Lin Daiyu is a sensitive beauty, talented in music and poetry, who pays back her debt to Jia owed in a previous life.
Cao's female characters show great strength of character. For the first time they are not depicted as just wall flowers. They are shown as individuals who can think and talk in their own right, and are more capable than men.
This is best exemplified by Wang Xifeng, Jia's cousin sister-in-law, who runs the household with an iron fist.
The novel basically tells the tragic love story of Jia and Lin, which mirrors the decline of the Jia family. Written in the vernacular Chinese of those times, the book was banned during the Qing Dynasty for its perceived threat to social stability and for satirizing imperial rule.

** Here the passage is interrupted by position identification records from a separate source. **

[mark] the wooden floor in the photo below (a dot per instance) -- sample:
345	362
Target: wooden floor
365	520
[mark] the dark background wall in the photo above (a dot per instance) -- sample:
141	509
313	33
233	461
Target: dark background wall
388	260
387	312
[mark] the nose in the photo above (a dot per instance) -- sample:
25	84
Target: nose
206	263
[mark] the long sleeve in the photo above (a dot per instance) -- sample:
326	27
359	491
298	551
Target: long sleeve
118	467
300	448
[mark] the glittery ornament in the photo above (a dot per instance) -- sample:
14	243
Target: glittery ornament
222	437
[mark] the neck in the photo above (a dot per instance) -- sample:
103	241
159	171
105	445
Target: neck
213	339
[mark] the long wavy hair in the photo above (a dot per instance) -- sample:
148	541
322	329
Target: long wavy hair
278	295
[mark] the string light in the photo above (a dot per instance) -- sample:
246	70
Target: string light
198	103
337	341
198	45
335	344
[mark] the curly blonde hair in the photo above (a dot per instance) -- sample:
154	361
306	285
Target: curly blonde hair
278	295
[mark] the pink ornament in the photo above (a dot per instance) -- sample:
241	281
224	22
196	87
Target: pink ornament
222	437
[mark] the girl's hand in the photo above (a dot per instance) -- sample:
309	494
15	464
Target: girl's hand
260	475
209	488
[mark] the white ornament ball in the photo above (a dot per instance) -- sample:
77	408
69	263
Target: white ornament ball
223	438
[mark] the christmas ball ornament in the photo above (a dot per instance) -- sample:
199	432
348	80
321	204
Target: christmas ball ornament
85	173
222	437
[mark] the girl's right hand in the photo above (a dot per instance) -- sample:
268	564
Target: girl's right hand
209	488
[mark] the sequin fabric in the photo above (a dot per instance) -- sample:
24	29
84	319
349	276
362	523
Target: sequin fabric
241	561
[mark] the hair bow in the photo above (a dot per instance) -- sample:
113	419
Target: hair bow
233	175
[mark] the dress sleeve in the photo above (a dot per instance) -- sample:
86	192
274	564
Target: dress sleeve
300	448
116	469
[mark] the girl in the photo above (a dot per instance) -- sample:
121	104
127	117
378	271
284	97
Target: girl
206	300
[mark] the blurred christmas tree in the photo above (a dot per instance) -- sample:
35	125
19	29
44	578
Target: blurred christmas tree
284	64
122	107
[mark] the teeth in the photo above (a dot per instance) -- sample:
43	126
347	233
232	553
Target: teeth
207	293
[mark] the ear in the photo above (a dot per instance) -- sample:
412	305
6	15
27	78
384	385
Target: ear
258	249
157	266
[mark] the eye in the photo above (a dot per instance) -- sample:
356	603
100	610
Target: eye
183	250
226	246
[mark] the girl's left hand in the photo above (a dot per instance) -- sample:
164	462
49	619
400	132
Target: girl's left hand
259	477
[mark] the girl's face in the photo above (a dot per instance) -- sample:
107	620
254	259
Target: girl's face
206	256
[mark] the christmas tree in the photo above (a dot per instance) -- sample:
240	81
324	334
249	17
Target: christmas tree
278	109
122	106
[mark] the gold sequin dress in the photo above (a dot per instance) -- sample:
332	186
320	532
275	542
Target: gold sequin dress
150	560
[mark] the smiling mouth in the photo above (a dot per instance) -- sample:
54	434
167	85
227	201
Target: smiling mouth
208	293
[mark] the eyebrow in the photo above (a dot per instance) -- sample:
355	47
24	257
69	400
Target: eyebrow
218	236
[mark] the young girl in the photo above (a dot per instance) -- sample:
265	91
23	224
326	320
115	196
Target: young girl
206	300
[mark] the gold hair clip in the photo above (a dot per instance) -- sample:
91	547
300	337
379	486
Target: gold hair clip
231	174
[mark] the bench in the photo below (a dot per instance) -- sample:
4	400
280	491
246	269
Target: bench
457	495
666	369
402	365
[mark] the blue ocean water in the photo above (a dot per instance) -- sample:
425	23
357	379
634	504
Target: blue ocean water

Neither Jia nor the female characters were the hero type in 18th century Chinese society. Cao's emphasis on them ran counter to mainstream ideology.
The book largely survived through handwritten manuscripts.
The existing text by Cao is the first 80 chapters. Though he hints at a tragic ending, no one is sure about Cao's plan for the finale, encouraging numerous attempts at an ending. One of them is the 40-chapter one by Qing Dynasty writers Gao E and Cheng Weiyuan.
To sidestep the censors of his time, Cao resorts to numerous puns and allegories, like using the name Zhen Shiyin to imply truth is hidden, making reading the novel a rich and fun-filled experience.
As a national gold mine of literature, the book has been rendered into multiple artistic forms and languages.
It has inspired numerous dramas, paintings, ballets, operas, TV/film adaptations, and even cartoons and computer games. Some of the older productions are now collectors' items like the comic-strip books created in and before the 1980s.
Two English translations of the complete 120-chapter text are available. One is the five-volume The Story of the Stone by David Hawkes and John Minford, and the other the three-volume A Dream of Red Mansions by Gladys Yang and Yang Xianyi.
Hawkes employs a creative spelling of names - pinyin, English, French and Latin - to describe the characters who come from different social classes. The translation is highly readable as a literary creation in itself.
In terms of precision, the Yang couple's version impresses with both its understanding of Chinese culture and mastery of English.
Abridged versions by David Hawkes, Wang Chi-Chen and H. Bencraft Joly are also in print.